Antananarivo, 9 mars, 21h30 – Des incompréhensions et un appel du pied au gouvernement. Des groupements économiques attirent l’attention des autorités sur la situation économique et lancent un appel au dialogue pour redresser d’une manière urgente la barre, si l’on s’en tient à leur déclaration. « Ce n’est pas le plan qu’on nous fait miroiter », déplore Aina Raveloson, présidente du conseil d’administration de la Confédération du tourisme de Madagascar (CTM), face à la presse, ce mercredi.

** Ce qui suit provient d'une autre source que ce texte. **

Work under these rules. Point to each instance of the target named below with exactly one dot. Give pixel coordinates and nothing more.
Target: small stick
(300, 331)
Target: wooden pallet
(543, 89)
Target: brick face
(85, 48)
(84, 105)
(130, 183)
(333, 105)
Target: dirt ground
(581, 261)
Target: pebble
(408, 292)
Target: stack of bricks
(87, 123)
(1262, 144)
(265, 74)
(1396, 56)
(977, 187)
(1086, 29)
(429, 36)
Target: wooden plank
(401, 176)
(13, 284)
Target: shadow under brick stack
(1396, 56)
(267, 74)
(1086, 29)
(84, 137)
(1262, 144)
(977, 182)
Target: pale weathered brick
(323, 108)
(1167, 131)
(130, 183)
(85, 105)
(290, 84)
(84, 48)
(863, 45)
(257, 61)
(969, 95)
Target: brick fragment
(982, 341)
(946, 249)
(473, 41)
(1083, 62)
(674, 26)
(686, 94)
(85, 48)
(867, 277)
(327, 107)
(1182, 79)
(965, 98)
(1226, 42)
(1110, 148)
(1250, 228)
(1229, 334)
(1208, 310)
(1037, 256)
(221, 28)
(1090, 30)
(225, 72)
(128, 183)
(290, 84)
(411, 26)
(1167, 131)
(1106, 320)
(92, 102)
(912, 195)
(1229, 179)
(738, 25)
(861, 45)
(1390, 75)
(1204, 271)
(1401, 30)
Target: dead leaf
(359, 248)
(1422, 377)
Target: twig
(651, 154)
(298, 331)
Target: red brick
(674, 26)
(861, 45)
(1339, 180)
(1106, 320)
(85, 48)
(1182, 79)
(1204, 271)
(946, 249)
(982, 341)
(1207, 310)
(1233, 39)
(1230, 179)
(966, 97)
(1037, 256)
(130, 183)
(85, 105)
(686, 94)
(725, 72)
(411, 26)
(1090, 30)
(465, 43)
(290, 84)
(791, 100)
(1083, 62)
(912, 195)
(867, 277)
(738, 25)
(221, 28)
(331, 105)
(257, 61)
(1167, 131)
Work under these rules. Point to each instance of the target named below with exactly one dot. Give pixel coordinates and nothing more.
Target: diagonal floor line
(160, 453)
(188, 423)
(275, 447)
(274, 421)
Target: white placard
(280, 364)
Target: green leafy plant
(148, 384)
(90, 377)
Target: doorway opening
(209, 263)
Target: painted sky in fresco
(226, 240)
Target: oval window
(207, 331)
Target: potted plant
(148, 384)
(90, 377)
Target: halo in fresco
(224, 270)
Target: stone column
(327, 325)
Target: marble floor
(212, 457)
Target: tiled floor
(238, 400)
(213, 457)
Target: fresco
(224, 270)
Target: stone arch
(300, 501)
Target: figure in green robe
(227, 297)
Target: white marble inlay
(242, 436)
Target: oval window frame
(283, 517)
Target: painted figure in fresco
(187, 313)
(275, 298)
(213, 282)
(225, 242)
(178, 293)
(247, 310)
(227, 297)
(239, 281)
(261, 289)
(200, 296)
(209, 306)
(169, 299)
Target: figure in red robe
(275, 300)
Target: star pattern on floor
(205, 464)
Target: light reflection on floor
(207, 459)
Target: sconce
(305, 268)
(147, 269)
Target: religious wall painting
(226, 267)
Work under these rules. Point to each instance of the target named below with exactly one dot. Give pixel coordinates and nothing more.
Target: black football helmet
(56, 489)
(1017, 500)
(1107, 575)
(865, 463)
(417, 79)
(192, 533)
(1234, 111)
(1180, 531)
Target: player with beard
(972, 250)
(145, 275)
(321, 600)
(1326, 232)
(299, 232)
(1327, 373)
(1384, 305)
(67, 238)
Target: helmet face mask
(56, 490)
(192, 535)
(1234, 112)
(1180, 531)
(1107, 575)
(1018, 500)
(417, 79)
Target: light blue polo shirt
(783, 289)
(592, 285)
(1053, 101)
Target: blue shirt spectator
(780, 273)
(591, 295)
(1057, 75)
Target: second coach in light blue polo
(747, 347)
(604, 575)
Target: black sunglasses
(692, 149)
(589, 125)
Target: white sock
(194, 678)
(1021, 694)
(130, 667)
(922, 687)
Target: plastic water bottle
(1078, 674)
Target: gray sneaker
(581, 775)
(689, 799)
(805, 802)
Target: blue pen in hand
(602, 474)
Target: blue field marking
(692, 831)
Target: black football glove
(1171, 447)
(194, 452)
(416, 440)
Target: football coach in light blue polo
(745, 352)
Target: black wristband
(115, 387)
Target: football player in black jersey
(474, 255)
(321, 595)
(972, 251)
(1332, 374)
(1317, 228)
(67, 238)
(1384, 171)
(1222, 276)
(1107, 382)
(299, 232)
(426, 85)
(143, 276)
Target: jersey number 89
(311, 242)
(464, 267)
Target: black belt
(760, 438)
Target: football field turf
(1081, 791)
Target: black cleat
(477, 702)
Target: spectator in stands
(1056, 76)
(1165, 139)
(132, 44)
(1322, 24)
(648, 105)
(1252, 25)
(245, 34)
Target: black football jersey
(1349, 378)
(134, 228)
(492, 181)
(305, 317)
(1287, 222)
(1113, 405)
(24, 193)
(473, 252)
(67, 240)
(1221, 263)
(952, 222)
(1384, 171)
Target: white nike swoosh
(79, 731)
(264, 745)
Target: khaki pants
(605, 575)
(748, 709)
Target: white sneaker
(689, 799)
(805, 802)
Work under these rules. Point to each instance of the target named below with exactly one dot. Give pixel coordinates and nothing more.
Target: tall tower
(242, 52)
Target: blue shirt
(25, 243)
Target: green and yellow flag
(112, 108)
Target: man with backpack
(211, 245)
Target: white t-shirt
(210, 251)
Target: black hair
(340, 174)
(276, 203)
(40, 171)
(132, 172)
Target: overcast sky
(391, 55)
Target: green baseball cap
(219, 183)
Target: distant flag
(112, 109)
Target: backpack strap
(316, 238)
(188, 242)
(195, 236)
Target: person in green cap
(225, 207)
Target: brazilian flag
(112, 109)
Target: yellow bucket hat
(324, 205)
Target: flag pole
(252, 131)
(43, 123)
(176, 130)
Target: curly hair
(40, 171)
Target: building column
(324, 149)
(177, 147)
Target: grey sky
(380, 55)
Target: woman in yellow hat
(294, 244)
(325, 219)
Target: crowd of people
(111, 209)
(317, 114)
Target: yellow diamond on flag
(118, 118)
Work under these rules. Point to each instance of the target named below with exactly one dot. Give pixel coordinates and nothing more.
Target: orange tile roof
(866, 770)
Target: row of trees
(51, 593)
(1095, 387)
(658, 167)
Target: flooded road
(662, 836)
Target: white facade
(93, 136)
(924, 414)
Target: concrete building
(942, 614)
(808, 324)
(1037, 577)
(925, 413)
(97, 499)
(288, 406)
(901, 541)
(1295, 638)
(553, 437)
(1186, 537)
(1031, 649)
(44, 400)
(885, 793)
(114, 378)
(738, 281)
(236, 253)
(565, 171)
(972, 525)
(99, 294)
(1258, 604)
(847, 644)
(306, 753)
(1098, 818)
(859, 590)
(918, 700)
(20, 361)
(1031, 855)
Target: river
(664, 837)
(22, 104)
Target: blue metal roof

Le Groupement des entreprises de Madagascar (GEM), le Groupement des entreprises franches et partenaires (GEFP), le Groupement du patronat malagasy (Fivmpama) ont uni leur voix pour exposer leur position. Ils décident faire part ensemble de leur déception après la réouverture « ratée » du ciel le 5 mars. « Il n’y a que deux lignes aériennes réouvertes depuis fin 2021 », rappelle le communiqué conjoint. Or, les groupements signalent des demandes formulées par les autres compagnies.
Les groupements économiques imputent les résultats actuels au gouvernement. Ils évoquent des mesures « inappropriées et fantaisistes », en parlant des conditions d’octroi d’autorisation du retour des compagnies. « Nous nous demandons si la relance économique est la priorité du gouvernement ou autre chose », se demande Aina Raveloson.
Ceux qui opèrent dans le secteur du tourisme expriment leurs inquiétudes et leurs appréhensions pour une autre saison morte si la situation n’évolue pas. Johan Pless, président de la Fédération des hôteliers et des restaurateurs de Madagascar (FHORM) regrette que la « situation est catastrophique » et les tours opérateurs parlent d’« annulation » de réservations.
Pour les patrons des groupements économiques, les impacts de la réouverture manquée du ciel du 5 Mars frappent également d’autres secteurs. Hery Lanto Rakotoarisoa, président du GEFP, s’érige en témoin quand il évoque la perte d’un marché potentiel d’une valeur de 600 millions de dollars pour Madagascar dans le cadre de la Loi sur la croissance et les opportunités de développement en Afrique (Agoa), après l’exclusion de l’Ethiopie.
Rivo Rakotondrasanjy, président du FIVMPAMA affirme que le secteur privé, est « dans l’incertitude totale » et qu’il a « besoin de visibilité ». C’est pourquoi, les groupements économiques réclament « un dialogue public-privé pour relancer l’économie », selon Thierry Rajaona, président du GEM pour se faire entendre.
Dans l’immédiat, les groupements économiques réclament l’autorisation des vols commerciaux et de « cesser immédiatement le chantage diplomatico-économique sur la reprise des autres lignes aériennes ». « Nous représentons 60% du PIB quand même », rappelle Aina Raveloson.